Embora o pedido de autorização da UH São Jerônimo tramite em regime
de urgência na CD, no IBAMA o processo foi arquivado após a citada
Audiência Pública, por insuficiência dos estudos EIA/RIMA e pela não
superação dos vícios em tempo hábil. No contexto da CD, o Projeto de
Lei no 381/99, de autoria do deputado federal José Borba, PMDB-PR,
já passou por duas comissões: a de "Direito do Consumidor, Meio
Ambiente e Minorias" e de "Constituição, Justiça e Redação". Na
primeira comissão teve como relator o Deputado Federal Luciano
Pizzatto - PFL/PR - , que apresentou substitutivo ao projeto
original.
O Deputado Pizzatto, por meio dessa Comissão, foi o principal
articulador de duas reuniões visando à consulta formal aos índios, a
primeira realizada no dia 1o de abril 2000 na Câmara Municipal de
São Jerônimo da Serra-PR e, a segunda, no dia 26 de maio do mesmo
ano, realizada na terra indígena Apucaraninha. Nas duas
oportunidades os trabalhos foram coordenados pelo Deputado com a
presença do MPF e FUNAI, além de outros. Na primeira, conforme
relata documento da CDCMAM da CD, o deputado Pizzatto, uma vez junto
aos índios, frisou que "o Projeto de Decreto Legislativo visa
esclarecer os critérios para a execução do projeto, bem como a
compensação para a comunidade indígena Kaingang, através de
percentual a ser negociado do valor a ser distribuído a título de
royalties aos municípios inundados pelo reservatório da referida
UH....Em defesa da participação dos índios é que estava ali para
ouvir todas as lideranças a respeito dessas compensações e só daria
parecer ao referido projeto se ocorresse um acordo......o Deputado
Luciano Pizzatto passou a palavra às lideranças indígenas citadas.

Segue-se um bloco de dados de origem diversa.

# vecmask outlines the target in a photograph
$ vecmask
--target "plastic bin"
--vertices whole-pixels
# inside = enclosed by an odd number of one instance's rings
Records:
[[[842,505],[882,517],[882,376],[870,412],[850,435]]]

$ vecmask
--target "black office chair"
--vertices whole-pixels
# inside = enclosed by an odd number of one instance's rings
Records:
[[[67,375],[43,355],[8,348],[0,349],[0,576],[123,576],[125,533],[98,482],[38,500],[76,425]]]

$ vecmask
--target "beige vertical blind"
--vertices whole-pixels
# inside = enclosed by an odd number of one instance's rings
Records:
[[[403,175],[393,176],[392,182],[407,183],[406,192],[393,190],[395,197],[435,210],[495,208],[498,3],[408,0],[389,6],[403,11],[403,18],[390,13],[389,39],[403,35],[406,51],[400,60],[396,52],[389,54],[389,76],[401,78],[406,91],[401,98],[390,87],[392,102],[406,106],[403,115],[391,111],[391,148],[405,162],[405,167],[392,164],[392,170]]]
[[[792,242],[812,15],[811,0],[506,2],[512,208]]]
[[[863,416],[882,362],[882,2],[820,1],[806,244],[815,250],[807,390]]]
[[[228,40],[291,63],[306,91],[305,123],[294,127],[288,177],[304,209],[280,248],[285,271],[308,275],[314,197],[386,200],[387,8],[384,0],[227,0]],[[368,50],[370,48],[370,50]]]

Todas falaram que as terras a serem inundadas não poderiam ser
substituídas por outras de mesma dimensão, tendo em vista o valor
cultural das mesmas para eles". Na ocasião ficou acertada uma
segunda reunião, pois os indígenas de Apucaraninha queriam ouvir o
posicionamento dos "parentes" situados nas outras áreas do Tibagi.
Na segunda reunião os indígenas disseram "não" ao pedido de
autorização. Consta, no mesmo documento acima citado, que quando o
deputado passou a palavra "ao sr. Lourival de Oliveira, Presidente
do Conselho Regional Kaingang de Londrina, que colocou a posição das
comunidades previamente ouvidas de não aceitar qualquer acordo para
a construção de hidrelétrica, tendo em vista a insegurança que
pairava na comunidade....Desta forma, enfatizou que não desejaria
nem mesmo ouvir os números da COPEL, porque não poderia firmar
nenhum acordo, em face de não ter autorização da comunidade".
Ao contrário do que afirmou o deputado na primeira reunião, os
trabalhos não foram paralisados com o "Não" dos indígenas, expresso
pela liderança Lourival, no contexto da segunda reunião. Na
seqüência desta, tudo indica ter ocorrido uma terceira reunião, da
qual participaram apenas algumas lideranças indígenas e políticos do
estado. Foi-nos informado pela antropóloga Kimiye Tommasino que, na
época dessa "suposta consulta", não-índios haviam espalhado pelas
aldeias o boato de que se os índios aceitassem a hidrelétrica, iriam
ficar ricos, que cada família ganharia um saco de dinheiro e que não
precisariam trabalhar nunca mais.
A partir dessa reunião e dos rumores propositalmente lançados, houve
um processo de consulta interno às comunidades, feita pelas próprias
lideranças. A partir dessa "consulta desinformada" e conduzida por
interesses que passaram longe do dos indígenas, foi produzido um
documento enviado à Funai e ao MPF, no qual os índios diziam aceitar
o empreendimento, desde que suas exigências fossem cumpridas na
íntegra. Entre as exigências indígenas estavam a compra de
tratores, construção de casas de alvenaria, de vilas, de centro de
ecoturismo, escolas e postos de saúde, reforma de cemitério,
fornecimento de combustível e de dinheiro para compra de móveis
novos para os moradores, dentre outras.
A Funai, por sua vez, na figura de seu presidente, encaminhou, sem
maiores questionamentos, o documento produzido pelos indígenas para
a CDCMAM da CD. Ressalta-se que o texto substitutivo apresentado
pelo Deputado Pizzatto é "ipsis literis" o mesmo apresentado pelos
indígenas como condição para o seu "consentimento".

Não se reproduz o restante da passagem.